Andrew Blanch: Spanish Classical Guitar With No BS

Review by: David Hurwitz

Blanch

Artistic Quality: 9

Sound Quality: 9

We get dozens of requests every month to review artist-produced CDs, and probably half of those come from guitarists. It’s simply amazing how many of them there are. Obviously we have to be pretty selective in what we choose to review. Otherwise we could easily become a guitar site. Now let’s face it: the repertoire for classical guitar, though wider and more varied than you might at first expect, hardly matches that for other popular instruments: piano, violin, cello, even flute and clarinet, though it does beat the tuba, bassoon, saxophone, or harmonium (Siegfried Karg-Elert notwithstanding). Accordingly, most guitar recitals come in two flavors: “original,” containing proprietary compositions, most of which tend to be horrible, or “Spanish”–transcriptions and original works for the instrument from the only culture with a musical tradition of guitar-playing worth caring about. These tend to be more enjoyable, but they also come a dime a dozen.

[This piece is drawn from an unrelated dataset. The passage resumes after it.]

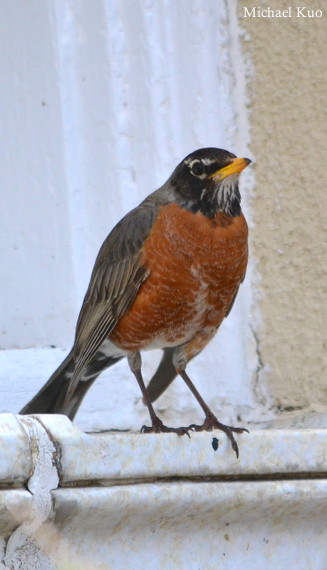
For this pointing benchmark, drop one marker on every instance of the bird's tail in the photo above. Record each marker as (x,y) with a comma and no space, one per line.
(51,398)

All of this is a long way of saying that Australian performer Andrew Blanch is the real deal: a classical guitarist with the technique and musicality to put a personal stamp on some popular Spanish pieces, while assembling a program containing less conventional items as well. The result is extremely enjoyable from start to finish, smartly assembled for continuous listening, and above all honest. Indeed, the disc could serve as a model for how self-produced classical CDs ought to be made. Packaging and presentation are clear, attractive, and the notes well-written and informative. The disc promises “Spanish Guitar Music,” and that is just what we get: guitar music by Spanish composers or inspired by Spanish subjects. No stupid titles (“Moonlight Over Seville,” “My Spanish Soul,” “Impresiones Místicas”), no pretension, no pseudo-profundity or foolishness: just good music.

Blanch offers, for starters, three popular numbers by Falla from The Three-Cornered Hat and El amor brujo (but not the “Ritual Fire Dance,” happily). No Spanish guitar recital would be complete without Tarrega’s Recuerdos de la Alhambra, but it’s also very good to have the same composer’s Carnival of Venice variations to bring the recital to a rousing conclusion. Along the way we get three of Mario Castelnuovo-Tedesco’s Caprichos de Goya–lovely works that display Blanch’s ability to create textural layering and the illusion of polyphony–plus splendid versions of Albéniz’ Sevilla and Malagueña, Miguel Llobet’s rarely heard Three Catalan Folksongs and his delightful Scherzo-Vals, Turina’s Fandanguillo, and two very guitar-ish Scarlatti sonatas, K. 146 and K. 175. This latter often sounds like a train wreck of banging and clanging on the harpsichord; here, it acquires a wholly idiomatic elegance and point.

All that remains to be said is that the recital is very well engineered, capturing a wide dynamic range in a flattering acoustic, and keeping performance noise to a minimum. Part of this last quality is undoubtedly due to Blanch’s own virtuosity on his instrument, including an impressive ability to jump between registers and manage awkward extensions with unusual smoothness and accuracy. He also uses vibrato to fine expressive effect, without overdoing it. You even get reproductions in the booklet of the three Goya prints that inspired Castelnuovo-Tedesco’s pieces. In short, anyone looking for an extremely enjoyable Spanish guitar collection could hardly ask for more. You can find the disc here.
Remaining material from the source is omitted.